Nella vita c’è chi aspetta il grande amore, chi aspetta il colpo di fortuna e chi aspetta il rosso a un semaforo per pubblicizzare la Fiera dell’Elettronica a Piacenza Expo. Piccola storia dell’uomo sandwich, il pubblicitario ambulante che deve il suo nome a Charles Dickens e che stava sulle palle a James Joyce.
TESTO: FILIPPO MERLI; FOTO: IDEM
L’uomo sandwich aspetta il rosso. Quando il semaforo scatta e le macchine si fermano arriva il suo momento. Allora sistema la cordicella del cartellone attorno al collo come fanno certi manager in carriera col nodo della cravatta, poi s’infila tra le automobili facendo attenzione agli specchietti. S’abbassa sui finestrini e mostra ai conducenti un piccolo volantino promozionale della Fiera dell’Elettronica a Piacenza Expo. Qualcuno ha l’accortezza di dire “no grazie”, altri fanno segno di no con la testa, altri ancora lo ignorano e fissano il semaforo per togliersi da una situazione che pare imbarazzante, quasi fastidiosa. La vita dell’uomo sandwich dura poco più di un minuto, giusto il tempo che passa fra il rosso e il verde. L’arancione è il segnale per togliersi di mezzo: l’uomo sandwich sa che la gente va di fretta e inizia a strombazzare se si trova un indiano tra due cartelloni sul suo cammino. Abbiamo osservato questo strano soggetto per un po’ al semaforo tra via Manfredi e viale Dante. La cosa curiosa è che per un’intera giornata l’uomo sandwich non esce mai dal suo travestimento. E’ un tutt’uno col cartellone, anche quando mangia un panino in pausa pranzo e quando beve acqua calda da una bottiglia da un litro e mezzo senza etichetta – il pranzo dell’uomo sandwich è dentro a una borsina di plastica appoggiata a un albero. Non se lo toglie mai di dosso, quel cartellone colorato, perché quello è il suo lavoro e perché alla fine è tutta pubblicità.
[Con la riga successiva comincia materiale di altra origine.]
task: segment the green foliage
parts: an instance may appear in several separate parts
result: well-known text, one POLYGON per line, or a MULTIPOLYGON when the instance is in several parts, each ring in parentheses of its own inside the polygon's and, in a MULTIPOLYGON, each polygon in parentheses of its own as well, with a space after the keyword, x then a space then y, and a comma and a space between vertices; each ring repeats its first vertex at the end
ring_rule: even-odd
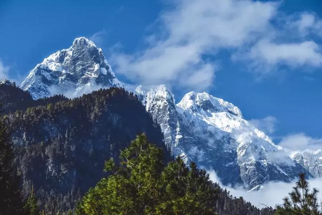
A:
POLYGON ((26 214, 29 215, 38 215, 39 214, 39 210, 37 204, 37 198, 34 192, 34 187, 31 187, 31 192, 27 198, 26 203, 24 205, 24 209, 26 214))
POLYGON ((162 150, 138 135, 105 170, 112 174, 90 189, 76 213, 214 214, 217 189, 204 170, 178 158, 165 168, 162 150))
POLYGON ((19 177, 14 167, 14 153, 10 134, 0 122, 0 214, 22 214, 19 177))
POLYGON ((322 214, 317 202, 318 191, 313 188, 310 191, 305 174, 301 173, 293 191, 289 193, 290 198, 284 198, 283 205, 277 205, 276 214, 319 215, 322 214))

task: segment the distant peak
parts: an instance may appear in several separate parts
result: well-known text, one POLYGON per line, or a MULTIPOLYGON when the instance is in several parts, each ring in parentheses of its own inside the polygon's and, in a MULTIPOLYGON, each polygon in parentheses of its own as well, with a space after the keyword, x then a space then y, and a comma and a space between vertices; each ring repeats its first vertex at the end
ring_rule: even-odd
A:
POLYGON ((3 79, 2 80, 0 80, 0 85, 9 85, 14 87, 16 87, 16 82, 12 82, 8 79, 3 79))
POLYGON ((227 112, 243 117, 240 110, 233 104, 206 92, 190 92, 185 95, 177 105, 184 110, 201 108, 211 112, 227 112))
POLYGON ((92 41, 85 37, 80 37, 75 39, 72 43, 72 47, 76 46, 94 46, 96 45, 92 41))

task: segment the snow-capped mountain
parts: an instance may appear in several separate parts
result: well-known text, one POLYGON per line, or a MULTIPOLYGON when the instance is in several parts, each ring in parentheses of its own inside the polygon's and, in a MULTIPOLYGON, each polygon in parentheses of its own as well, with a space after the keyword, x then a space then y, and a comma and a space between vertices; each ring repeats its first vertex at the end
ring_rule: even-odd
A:
POLYGON ((141 88, 136 92, 146 95, 146 110, 160 124, 174 155, 215 171, 224 184, 258 189, 268 181, 291 181, 301 172, 311 176, 232 104, 191 92, 175 105, 164 86, 141 88))
POLYGON ((322 150, 309 150, 293 154, 291 157, 314 177, 322 177, 322 150))
POLYGON ((85 37, 45 58, 22 82, 20 88, 34 99, 64 94, 75 97, 101 88, 118 86, 101 49, 85 37))
POLYGON ((84 37, 45 58, 20 87, 36 99, 55 94, 76 97, 111 86, 124 87, 138 96, 160 124, 174 156, 216 171, 224 184, 259 189, 268 181, 290 181, 301 172, 308 177, 321 176, 319 164, 312 164, 317 163, 305 158, 306 154, 291 158, 289 151, 274 145, 229 102, 191 92, 176 104, 165 85, 137 87, 119 82, 102 49, 84 37))

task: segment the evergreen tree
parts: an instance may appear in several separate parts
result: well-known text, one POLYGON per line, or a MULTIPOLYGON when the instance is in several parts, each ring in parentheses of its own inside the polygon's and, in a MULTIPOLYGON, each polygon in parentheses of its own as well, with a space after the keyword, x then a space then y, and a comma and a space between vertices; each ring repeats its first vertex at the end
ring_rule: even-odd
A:
POLYGON ((293 191, 289 193, 290 198, 284 198, 282 205, 276 207, 275 214, 280 215, 319 215, 322 214, 317 202, 318 191, 313 188, 310 191, 305 174, 301 173, 293 191))
POLYGON ((164 169, 162 151, 143 134, 121 153, 120 164, 111 159, 102 179, 85 195, 76 213, 214 214, 217 190, 204 170, 187 168, 178 158, 164 169))
POLYGON ((14 167, 10 135, 0 121, 0 214, 22 214, 19 178, 14 167))
POLYGON ((31 192, 27 198, 24 209, 26 213, 29 215, 38 215, 39 214, 39 210, 37 204, 37 198, 34 191, 33 186, 31 187, 31 192))

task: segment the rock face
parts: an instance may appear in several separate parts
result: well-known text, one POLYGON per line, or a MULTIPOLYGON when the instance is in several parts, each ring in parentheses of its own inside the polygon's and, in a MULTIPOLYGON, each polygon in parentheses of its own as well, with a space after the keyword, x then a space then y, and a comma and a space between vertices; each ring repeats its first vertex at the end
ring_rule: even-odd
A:
POLYGON ((268 181, 290 182, 300 172, 311 176, 232 104, 191 92, 175 105, 164 86, 147 88, 139 87, 136 93, 144 98, 146 110, 160 124, 173 155, 214 170, 224 184, 260 189, 268 181))
POLYGON ((113 158, 117 162, 120 151, 138 134, 145 133, 164 149, 165 163, 171 159, 159 126, 137 98, 124 89, 110 88, 54 102, 48 99, 43 101, 47 105, 25 110, 15 112, 14 107, 14 113, 4 116, 23 193, 27 195, 33 186, 40 208, 48 214, 72 209, 106 175, 105 161, 113 158))
POLYGON ((20 85, 34 99, 64 94, 76 97, 102 88, 119 86, 101 49, 85 37, 45 58, 20 85))
POLYGON ((176 104, 164 85, 137 87, 120 82, 102 50, 85 38, 76 39, 70 48, 37 65, 21 87, 37 99, 57 92, 78 96, 97 87, 113 86, 138 95, 160 125, 166 145, 174 156, 215 171, 224 184, 260 189, 268 181, 290 181, 301 172, 308 177, 317 175, 307 166, 312 162, 305 166, 294 162, 288 150, 274 145, 229 102, 191 92, 176 104))

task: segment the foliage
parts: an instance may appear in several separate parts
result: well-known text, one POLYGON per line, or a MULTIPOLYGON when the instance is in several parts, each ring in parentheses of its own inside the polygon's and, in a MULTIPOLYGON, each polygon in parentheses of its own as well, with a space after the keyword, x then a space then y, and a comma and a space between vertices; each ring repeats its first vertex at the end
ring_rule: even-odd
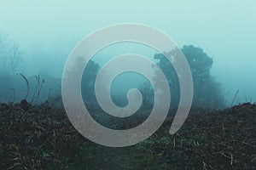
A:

Anche se va al bar a bere un caffè e occupa metà bancone – e la gente lo guarda male.
PRATICAMENTE UNO SFIGATO
La figura del pubblicitario ambulante nasce in America, ma l’uomo sandwich deve il suo nome a Charles Dickens, che lo definì “un pezzo di carne umana tra due pezzi di cartelloni incollati”. A un altro grande scrittore come James Joyce l’uomo sandwich stava sulle palle. In un capito dell’Ulisse, il protagonista, Leopold Bloom, si ferma a osservare cinque uomini sandwich ognuno con un tableau – un modo elegante per definire il cartellone – e un cilindro bianco con una lettera del nome della ditta di cancelleria che pubblicizzano, la Helys. Bloom – che evidentemente non aveva niente da fare, proprio come noi della Batusa – si ferma a riflettere sull’inutilità di quella forma pubblicitaria e bolla l’uomo sandwich come l’ultimo gradino della scala sociale prima dell’abiezione. Per Bloom l’uomo sandwich è il risultato finale di una “moltiplicazione incrociata di rovesci di fortuna”, praticamente uno sfigato, e nella piramide sociale si trova appena prima del “pezzente pazzo”. Ci siamo guardati attorno, ma non abbiamo visto pezzenti pazzi al semaforo di via Manfredi. C’era solo l’uomo sandwich della Fiera dell’Elettronica, che ogni tanto sollevava il cartellone con le mani per allentare la pressione sulle spalle e s’appoggiava a un palo della luce in attesa di ricominciare il lavoro. Nella vita c’è aspetta il grande amore, chi aspetta il colpo di fortuna e chi più semplicemente aspetta il rosso.
Per la cronaca a Madrid, dove era iniziata questa pratica, soprattutto in merito a pubblicità legate ai compro-oro, è stata bandita dal 2008 perché “lesiva della dignità umana”.